リレンザは、タミフルと同じくこのノイラミニダーゼの作用を抑制します。リレンザがノイラミニダーゼの働きを抑制すると、インフルエンザウイルスが感染細胞から離れることが出来ず、インフルエンザウイルスの感染拡大を防止することになります。そのため、病状の進行がとまり、治癒までの日数が短縮されます。これから分かるように、リレンザも、タミフルも、ウイルス自体を壊すものではない薬物ということになります。
[薬の吸収]
リレンザは殆ど消化管から吸収されないため、粉末を吸入する、という形で投与します。これが少し大変なので、一般的に使われない理由です。リレンザは即効性があり、吸入直後十数秒で効果を示すといわれています。その理由は、ウイルスの主要な感染部位である鼻咽腔に高濃度の主成分(ザナミビル)が直接的に到達し、下気道にも投与量の13%が到達するからです。

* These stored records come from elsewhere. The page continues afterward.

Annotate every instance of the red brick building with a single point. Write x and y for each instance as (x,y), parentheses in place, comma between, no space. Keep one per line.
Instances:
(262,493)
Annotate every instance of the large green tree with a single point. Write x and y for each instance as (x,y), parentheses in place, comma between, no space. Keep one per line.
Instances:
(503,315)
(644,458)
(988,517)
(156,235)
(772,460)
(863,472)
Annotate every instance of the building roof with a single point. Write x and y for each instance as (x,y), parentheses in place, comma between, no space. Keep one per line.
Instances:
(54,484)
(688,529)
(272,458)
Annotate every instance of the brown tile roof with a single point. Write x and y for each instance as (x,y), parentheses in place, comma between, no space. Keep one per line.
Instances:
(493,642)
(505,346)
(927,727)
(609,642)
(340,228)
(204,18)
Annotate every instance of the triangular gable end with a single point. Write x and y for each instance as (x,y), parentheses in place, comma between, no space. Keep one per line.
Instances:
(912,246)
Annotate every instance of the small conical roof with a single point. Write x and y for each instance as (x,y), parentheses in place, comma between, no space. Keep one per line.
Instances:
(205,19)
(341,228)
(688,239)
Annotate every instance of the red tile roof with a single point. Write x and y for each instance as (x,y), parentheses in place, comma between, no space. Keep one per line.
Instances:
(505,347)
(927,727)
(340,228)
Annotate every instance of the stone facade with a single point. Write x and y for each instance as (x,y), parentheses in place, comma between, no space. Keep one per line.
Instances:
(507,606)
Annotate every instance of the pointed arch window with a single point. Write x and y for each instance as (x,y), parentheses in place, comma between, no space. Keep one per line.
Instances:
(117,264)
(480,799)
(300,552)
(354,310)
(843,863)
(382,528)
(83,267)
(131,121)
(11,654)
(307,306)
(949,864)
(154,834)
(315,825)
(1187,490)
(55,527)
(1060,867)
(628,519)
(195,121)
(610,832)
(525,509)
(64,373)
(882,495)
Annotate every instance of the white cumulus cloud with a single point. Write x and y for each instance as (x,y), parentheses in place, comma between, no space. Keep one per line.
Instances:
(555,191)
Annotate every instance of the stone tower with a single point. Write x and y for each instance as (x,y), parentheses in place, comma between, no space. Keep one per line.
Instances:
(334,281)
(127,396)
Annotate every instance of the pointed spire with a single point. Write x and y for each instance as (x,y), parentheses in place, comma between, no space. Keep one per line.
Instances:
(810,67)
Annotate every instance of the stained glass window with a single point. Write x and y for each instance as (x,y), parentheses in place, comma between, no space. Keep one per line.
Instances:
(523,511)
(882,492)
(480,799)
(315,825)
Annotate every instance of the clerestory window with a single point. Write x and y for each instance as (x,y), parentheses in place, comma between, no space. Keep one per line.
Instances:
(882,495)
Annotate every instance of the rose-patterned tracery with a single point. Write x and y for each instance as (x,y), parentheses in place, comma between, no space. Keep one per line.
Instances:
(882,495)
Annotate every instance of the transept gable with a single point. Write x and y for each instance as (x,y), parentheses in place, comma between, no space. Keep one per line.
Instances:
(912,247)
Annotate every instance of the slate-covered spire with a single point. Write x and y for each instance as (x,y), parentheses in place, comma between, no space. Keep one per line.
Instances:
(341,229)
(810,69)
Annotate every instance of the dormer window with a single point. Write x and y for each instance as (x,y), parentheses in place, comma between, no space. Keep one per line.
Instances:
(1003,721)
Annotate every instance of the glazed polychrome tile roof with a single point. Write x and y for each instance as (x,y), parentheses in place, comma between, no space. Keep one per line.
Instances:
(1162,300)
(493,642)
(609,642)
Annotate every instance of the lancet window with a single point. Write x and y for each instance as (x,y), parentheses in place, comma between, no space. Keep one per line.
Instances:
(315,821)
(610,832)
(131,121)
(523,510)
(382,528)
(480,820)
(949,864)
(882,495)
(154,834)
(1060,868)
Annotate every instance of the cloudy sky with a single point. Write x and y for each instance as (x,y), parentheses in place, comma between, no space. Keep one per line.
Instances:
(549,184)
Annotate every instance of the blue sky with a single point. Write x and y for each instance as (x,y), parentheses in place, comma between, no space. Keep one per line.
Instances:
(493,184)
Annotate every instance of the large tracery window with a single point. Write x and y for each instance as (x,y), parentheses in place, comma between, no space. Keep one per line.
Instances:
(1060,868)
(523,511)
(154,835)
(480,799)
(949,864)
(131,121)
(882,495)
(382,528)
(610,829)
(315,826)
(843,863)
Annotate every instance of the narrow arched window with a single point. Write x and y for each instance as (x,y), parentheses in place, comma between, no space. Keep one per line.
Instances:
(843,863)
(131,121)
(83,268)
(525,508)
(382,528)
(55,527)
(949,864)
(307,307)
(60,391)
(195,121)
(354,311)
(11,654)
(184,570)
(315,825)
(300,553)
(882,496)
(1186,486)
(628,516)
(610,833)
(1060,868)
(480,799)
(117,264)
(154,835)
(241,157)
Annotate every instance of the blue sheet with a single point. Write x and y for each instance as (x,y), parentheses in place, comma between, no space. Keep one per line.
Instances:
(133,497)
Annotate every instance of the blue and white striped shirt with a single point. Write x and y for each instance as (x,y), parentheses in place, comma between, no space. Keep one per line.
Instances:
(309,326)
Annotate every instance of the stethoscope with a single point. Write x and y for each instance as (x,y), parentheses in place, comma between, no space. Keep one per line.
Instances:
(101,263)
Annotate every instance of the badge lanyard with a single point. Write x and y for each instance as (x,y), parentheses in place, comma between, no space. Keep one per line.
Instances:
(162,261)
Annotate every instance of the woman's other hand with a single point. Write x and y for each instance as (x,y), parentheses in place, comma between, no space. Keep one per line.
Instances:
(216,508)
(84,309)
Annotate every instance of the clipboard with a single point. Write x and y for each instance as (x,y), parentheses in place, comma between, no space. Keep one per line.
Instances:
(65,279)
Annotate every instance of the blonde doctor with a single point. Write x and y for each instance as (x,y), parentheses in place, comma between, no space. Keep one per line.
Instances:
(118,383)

一部分は吸収され、血中濃度は約1.7時間で最高になり、尿中に未変化体のまま排泄されますが、その割合は8〜15%程度であるため、全身臓器への影響は少なく、副作用の頻度は少ないです。しかし、粉末吸入であるため、気管支攣縮等の副作用に注意しなければなりません。気管支喘息や慢性閉塞性肺疾患等の呼吸器疾患のある患者さんには投与は慎重にしなければなりません。
実はこのリレンザ、発売はタミフルより早く、市場に出たときは画期的な薬と注目を集めたのですが、吸入薬で操作が若干面倒だったこともあり、経口薬のタミフルが発売されると、あっという間に取って代わられたという経緯があります。これだけ読めば、タミフルよりもいい薬だ!異常行動というような副作用は見られないのではないか!というような印象で捉えられかねませんが、繰り返していいますように、リレンザは使用量が少なすぎて、報告される数が無い、というだけです。インフルエンザそのものによる異常行動が10%にみられますので、リレンザの使用量がふえればやはり、上述のように報告が見られるようになるでしょう・・・。
抗インフルエンザ薬は要らない、使わない、という方向に持っていくのが一番良いのでしょうね。